Member of the Provincial Assembly of the Punjab
- In office 15 August 2018 – 14 January 2023
- Constituency: PP-74 Sargodha-III
- In office 29 May 2013 – 31 May 2018

Personal details
- Born: 15 August 1954 (age 71) Sargodha District
- Other political affiliations: Pakistan Muslim League (N)

= Mian Manazir Hussain Ranjha =

Pakistani politician (born 1954)

Punjab Assembly Lahore

Mian Manazir Hussain Ranjha (born 15 August 1954) is a Pakistani politician who was a Member of the Provincial Assembly of the Punjab, between 1985 and May 2018 and from August 2018 to January 2023.

==Early life and education==
He was born on 15 August 1954 in Sargodha District.

He has the degree of Bachelor of Arts and the degree of Bachelor of Laws which he obtained in 1977 from University of the Punjab.

==Political career==

He was elected to the Provincial Assembly of the Punjab from Constituency PP-66 (Sargodha) in the 1985 Pakistani general election. During his tenure as member of the Provincial Assembly of the Punjab, he served as Deputy Speaker of the Punjab Assembly from 1985 to 1988.

He was re-elected to the Provincial Assembly of the Punjab as a candidate of Islami Jamhoori Ittehad (IJI) from Constituency PP-29 (Sargodha) in the 1990 Pakistani general election. During his tenure as member of the Provincial Assembly of the Punjab, he again served as Deputy Speaker of the Punjab Assembly from 1990 to 1993.

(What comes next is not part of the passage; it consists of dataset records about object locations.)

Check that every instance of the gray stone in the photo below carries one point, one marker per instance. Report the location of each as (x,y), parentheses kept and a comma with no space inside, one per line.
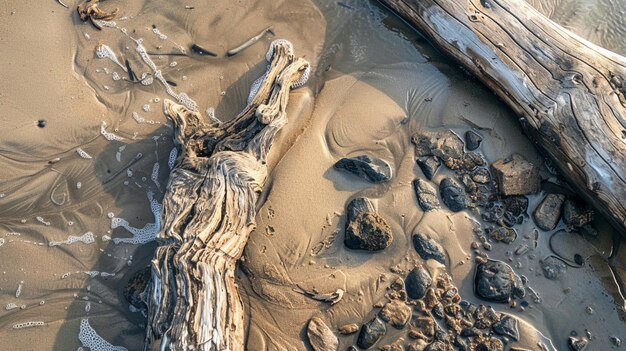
(371,169)
(548,213)
(396,313)
(516,176)
(507,326)
(429,166)
(428,248)
(417,282)
(371,332)
(365,228)
(320,336)
(472,140)
(496,281)
(553,268)
(577,344)
(453,195)
(426,195)
(576,213)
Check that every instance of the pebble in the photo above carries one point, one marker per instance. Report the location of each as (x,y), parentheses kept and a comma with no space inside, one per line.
(417,282)
(320,336)
(516,176)
(428,248)
(495,281)
(472,140)
(365,228)
(426,195)
(370,333)
(365,167)
(453,195)
(548,213)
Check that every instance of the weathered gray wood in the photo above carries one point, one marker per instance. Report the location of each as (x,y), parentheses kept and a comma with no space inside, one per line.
(209,210)
(568,92)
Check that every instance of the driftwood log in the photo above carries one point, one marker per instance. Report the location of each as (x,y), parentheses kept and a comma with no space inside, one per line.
(209,211)
(568,92)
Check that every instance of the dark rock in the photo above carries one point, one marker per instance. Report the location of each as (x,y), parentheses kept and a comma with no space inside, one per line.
(429,166)
(553,268)
(396,313)
(577,344)
(453,195)
(135,290)
(481,176)
(548,212)
(426,195)
(371,169)
(320,336)
(576,213)
(472,140)
(439,346)
(428,248)
(417,282)
(495,281)
(371,332)
(507,326)
(503,234)
(516,205)
(516,176)
(365,228)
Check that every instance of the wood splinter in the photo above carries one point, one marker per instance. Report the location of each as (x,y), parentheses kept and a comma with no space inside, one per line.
(209,211)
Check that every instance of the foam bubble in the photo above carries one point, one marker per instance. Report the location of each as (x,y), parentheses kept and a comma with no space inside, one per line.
(89,338)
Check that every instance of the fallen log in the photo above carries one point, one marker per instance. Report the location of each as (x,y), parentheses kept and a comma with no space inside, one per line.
(568,92)
(209,210)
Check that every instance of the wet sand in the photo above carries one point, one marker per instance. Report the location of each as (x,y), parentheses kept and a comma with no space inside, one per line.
(376,83)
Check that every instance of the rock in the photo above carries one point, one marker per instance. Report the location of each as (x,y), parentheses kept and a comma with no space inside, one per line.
(553,268)
(507,326)
(373,170)
(495,281)
(576,213)
(548,212)
(453,195)
(428,248)
(503,234)
(365,228)
(439,346)
(417,282)
(135,290)
(577,344)
(515,205)
(396,313)
(320,336)
(371,332)
(472,140)
(429,166)
(348,329)
(516,176)
(481,176)
(426,195)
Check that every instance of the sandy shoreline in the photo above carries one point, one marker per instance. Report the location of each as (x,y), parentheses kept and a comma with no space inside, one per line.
(376,83)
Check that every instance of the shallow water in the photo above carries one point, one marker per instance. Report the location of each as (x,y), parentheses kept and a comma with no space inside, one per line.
(376,83)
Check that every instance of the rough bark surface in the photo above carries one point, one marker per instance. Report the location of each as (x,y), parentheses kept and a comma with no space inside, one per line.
(568,92)
(209,211)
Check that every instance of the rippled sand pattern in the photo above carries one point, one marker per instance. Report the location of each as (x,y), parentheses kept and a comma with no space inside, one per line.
(83,150)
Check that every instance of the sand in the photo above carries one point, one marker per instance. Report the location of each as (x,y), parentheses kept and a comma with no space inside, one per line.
(376,83)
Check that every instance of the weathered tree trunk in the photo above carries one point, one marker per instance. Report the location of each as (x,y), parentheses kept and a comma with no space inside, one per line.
(569,93)
(209,212)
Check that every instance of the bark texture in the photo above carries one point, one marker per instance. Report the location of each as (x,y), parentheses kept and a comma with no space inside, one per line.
(568,92)
(209,211)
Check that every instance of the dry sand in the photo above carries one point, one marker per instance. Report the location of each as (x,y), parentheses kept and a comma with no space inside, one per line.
(377,82)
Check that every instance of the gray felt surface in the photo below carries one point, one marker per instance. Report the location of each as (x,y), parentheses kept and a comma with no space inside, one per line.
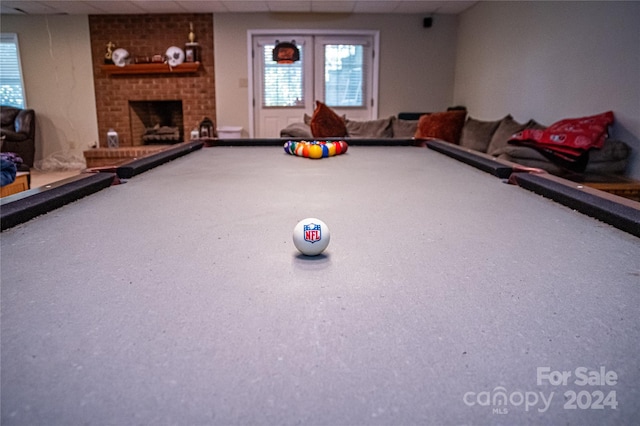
(179,298)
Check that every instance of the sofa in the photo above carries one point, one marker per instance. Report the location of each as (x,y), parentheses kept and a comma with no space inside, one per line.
(18,127)
(488,137)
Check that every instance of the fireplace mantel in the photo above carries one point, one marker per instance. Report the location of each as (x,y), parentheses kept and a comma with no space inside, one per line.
(186,67)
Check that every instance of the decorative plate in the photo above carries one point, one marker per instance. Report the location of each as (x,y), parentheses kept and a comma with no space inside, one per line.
(119,57)
(175,56)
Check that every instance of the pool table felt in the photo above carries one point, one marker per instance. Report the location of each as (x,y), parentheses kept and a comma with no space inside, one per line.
(178,297)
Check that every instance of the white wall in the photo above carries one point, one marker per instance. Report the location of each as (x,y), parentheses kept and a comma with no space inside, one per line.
(416,63)
(552,60)
(58,76)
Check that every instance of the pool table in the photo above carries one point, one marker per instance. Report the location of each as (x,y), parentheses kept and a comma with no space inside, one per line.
(447,295)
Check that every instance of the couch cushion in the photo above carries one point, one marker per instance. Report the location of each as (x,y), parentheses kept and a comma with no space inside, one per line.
(445,126)
(612,150)
(296,130)
(405,129)
(476,134)
(500,138)
(325,123)
(370,128)
(571,134)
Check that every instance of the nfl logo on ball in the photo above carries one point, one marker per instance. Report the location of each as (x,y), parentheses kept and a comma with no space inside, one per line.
(312,232)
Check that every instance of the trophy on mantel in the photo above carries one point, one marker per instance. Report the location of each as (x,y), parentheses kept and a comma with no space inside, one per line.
(108,57)
(192,47)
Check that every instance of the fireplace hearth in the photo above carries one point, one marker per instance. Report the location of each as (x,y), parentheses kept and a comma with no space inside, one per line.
(143,35)
(156,122)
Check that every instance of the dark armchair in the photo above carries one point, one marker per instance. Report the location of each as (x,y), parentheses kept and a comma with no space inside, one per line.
(19,132)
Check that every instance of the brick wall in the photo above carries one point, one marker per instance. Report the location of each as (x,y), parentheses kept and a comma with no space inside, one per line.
(146,35)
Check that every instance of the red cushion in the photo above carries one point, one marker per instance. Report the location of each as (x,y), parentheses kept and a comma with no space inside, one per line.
(325,123)
(446,126)
(572,133)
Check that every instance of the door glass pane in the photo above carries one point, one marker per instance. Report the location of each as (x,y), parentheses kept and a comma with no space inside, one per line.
(344,75)
(283,83)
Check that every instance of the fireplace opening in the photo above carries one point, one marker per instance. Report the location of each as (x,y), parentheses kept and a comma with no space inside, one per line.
(156,122)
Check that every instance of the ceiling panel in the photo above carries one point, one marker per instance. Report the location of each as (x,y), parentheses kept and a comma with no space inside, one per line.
(286,6)
(33,7)
(328,6)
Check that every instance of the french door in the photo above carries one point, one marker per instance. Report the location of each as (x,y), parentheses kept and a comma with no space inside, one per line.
(339,70)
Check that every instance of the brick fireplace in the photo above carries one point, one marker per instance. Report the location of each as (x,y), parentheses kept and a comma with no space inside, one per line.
(125,101)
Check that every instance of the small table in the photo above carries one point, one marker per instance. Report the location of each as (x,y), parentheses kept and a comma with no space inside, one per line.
(20,184)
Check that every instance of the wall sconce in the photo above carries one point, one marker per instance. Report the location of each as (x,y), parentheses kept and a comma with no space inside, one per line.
(112,139)
(286,52)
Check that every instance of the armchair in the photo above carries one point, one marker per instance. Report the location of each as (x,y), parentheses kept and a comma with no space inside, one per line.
(18,128)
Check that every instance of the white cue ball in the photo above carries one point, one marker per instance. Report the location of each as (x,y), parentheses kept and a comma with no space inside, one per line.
(311,236)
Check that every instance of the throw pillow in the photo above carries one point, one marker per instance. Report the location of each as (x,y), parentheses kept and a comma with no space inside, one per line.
(571,134)
(325,123)
(446,126)
(476,134)
(374,129)
(404,129)
(507,127)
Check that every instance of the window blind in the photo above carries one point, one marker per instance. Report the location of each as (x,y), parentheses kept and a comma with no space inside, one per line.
(283,83)
(11,89)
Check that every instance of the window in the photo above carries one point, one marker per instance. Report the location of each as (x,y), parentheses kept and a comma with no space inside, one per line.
(343,75)
(11,86)
(337,67)
(283,83)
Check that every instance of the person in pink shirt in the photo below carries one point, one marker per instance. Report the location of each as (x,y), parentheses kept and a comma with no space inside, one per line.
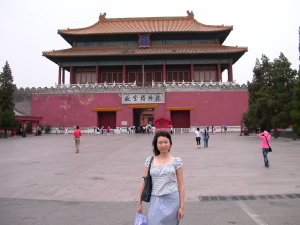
(77,133)
(265,145)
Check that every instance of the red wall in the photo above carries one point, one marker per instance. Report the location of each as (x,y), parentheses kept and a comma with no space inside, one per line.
(212,108)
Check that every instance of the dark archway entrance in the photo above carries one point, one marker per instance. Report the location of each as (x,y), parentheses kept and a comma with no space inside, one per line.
(180,118)
(142,117)
(107,119)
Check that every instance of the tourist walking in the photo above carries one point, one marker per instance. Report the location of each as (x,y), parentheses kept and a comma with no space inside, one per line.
(66,131)
(166,206)
(77,133)
(198,137)
(205,138)
(265,145)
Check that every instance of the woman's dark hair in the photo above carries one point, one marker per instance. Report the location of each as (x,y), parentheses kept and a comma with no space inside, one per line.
(161,133)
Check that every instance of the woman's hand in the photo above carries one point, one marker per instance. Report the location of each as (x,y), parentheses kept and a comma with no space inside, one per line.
(180,213)
(140,209)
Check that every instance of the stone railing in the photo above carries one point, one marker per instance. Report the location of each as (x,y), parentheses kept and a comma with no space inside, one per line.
(129,87)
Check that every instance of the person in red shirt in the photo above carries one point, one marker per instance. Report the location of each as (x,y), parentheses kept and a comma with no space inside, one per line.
(77,134)
(265,145)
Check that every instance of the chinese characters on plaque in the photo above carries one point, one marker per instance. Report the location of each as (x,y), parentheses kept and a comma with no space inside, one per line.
(142,98)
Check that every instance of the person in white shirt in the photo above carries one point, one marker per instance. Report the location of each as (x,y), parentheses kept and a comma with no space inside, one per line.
(198,137)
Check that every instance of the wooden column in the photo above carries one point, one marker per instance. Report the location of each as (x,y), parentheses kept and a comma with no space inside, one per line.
(63,76)
(72,75)
(164,73)
(192,77)
(97,74)
(124,74)
(59,75)
(218,72)
(230,72)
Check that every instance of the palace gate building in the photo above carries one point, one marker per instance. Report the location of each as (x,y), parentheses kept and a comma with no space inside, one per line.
(129,71)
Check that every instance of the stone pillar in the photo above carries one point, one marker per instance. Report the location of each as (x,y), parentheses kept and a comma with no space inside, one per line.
(97,74)
(124,74)
(72,75)
(192,77)
(230,72)
(218,79)
(63,76)
(164,73)
(59,75)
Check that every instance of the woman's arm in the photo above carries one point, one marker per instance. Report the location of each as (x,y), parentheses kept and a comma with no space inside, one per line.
(179,174)
(140,208)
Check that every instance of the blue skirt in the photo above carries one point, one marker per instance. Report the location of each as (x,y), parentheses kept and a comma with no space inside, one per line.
(163,210)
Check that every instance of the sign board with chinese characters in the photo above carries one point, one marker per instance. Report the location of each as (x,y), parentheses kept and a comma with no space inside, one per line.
(143,98)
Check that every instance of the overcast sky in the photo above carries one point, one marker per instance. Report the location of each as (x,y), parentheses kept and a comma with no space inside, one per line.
(29,27)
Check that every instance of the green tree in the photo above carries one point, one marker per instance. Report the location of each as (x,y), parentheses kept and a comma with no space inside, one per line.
(7,88)
(270,94)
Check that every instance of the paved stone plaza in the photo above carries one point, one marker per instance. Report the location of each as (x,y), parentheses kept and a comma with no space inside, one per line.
(43,180)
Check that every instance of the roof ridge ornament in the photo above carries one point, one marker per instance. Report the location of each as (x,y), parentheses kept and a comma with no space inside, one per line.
(190,14)
(102,17)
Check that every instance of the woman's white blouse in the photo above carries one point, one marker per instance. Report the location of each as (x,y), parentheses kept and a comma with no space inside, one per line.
(164,177)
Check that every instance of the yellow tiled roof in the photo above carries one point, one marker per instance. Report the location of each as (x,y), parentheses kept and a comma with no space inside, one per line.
(145,25)
(153,50)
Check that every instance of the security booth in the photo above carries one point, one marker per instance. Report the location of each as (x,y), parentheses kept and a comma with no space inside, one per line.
(162,124)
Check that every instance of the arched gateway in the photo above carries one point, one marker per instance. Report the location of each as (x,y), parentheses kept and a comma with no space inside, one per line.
(131,71)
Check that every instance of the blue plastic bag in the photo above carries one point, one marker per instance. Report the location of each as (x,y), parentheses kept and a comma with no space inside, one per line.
(140,219)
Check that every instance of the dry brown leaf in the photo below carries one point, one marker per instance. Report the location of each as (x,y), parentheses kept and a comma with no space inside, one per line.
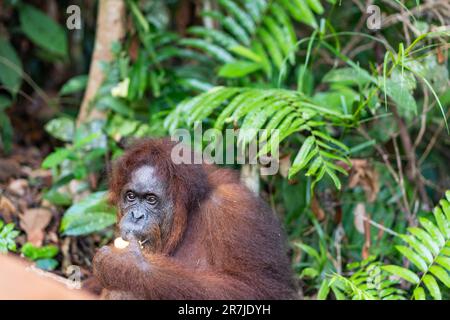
(33,222)
(7,209)
(364,175)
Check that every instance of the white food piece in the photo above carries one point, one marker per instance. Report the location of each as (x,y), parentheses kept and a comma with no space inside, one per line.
(119,243)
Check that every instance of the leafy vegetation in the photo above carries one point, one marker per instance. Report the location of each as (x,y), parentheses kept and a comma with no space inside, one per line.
(361,117)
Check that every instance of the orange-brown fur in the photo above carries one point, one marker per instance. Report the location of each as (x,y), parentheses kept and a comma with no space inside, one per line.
(225,243)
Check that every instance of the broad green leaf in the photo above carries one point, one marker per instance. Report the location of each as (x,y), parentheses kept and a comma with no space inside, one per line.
(316,6)
(47,264)
(349,76)
(218,36)
(238,69)
(62,128)
(333,177)
(35,253)
(10,67)
(403,273)
(400,94)
(75,84)
(432,287)
(419,294)
(55,158)
(324,290)
(246,53)
(58,198)
(43,30)
(90,215)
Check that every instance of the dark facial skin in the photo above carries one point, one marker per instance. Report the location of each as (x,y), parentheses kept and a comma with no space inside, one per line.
(146,207)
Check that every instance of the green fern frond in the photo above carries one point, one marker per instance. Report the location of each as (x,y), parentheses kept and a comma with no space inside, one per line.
(368,282)
(283,110)
(253,35)
(428,251)
(7,237)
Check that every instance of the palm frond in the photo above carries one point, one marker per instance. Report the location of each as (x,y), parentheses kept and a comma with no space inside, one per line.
(428,251)
(286,111)
(253,35)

He was re-elected to the Provincial Assembly of the Punjab as a candidate of Pakistan Peoples Party (PPP) from Constituency PP-29 (Sargodha) in the 1993 Pakistani general election. He ran for the seat of Provincial Assembly of Punjab as a candidate of Pakistan Peoples Party (PPP) from Constituency PP-29 (Sargodha) in the 1997 Pakistani General election but was unsuccessful.

He was re-elected to the Provincial Assembly of the Punjab as a candidate of Pakistan Muslim League (Q) (PML-Q) from Constituency PP-31 (Sargodha-IV) in the 2002 Pakistani general election. He received 29,011 votes and defeated Tanveer Ahmed Midhana, a candidate of PPP.

He ran for the seat of the Provincial Assembly of the Punjab as a candidate of PML-Q from Constituency PP-31 (Sargodha-IV) in the 2008 Pakistani general election. He received 20,476 votes and lost the seat to Chaudhry Muhammad Awais Aslam Midhana, a candidate of PPP.

He was re-elected to the Provincial Assembly of the Punjab as a candidate of Pakistan Muslim League (N) (PML-N) from Constituency PP-31 (Sargodha-IV) in the 2013 Pakistani general election. He received 29,841 votes and defeated an independent candidate, Muhammad Aslam.

He was re-elected to Provincial Assembly of the Punjab as a candidate of PML-N from Constituency PP-74 (Sargodha-III) in the 2018 Pakistani general election.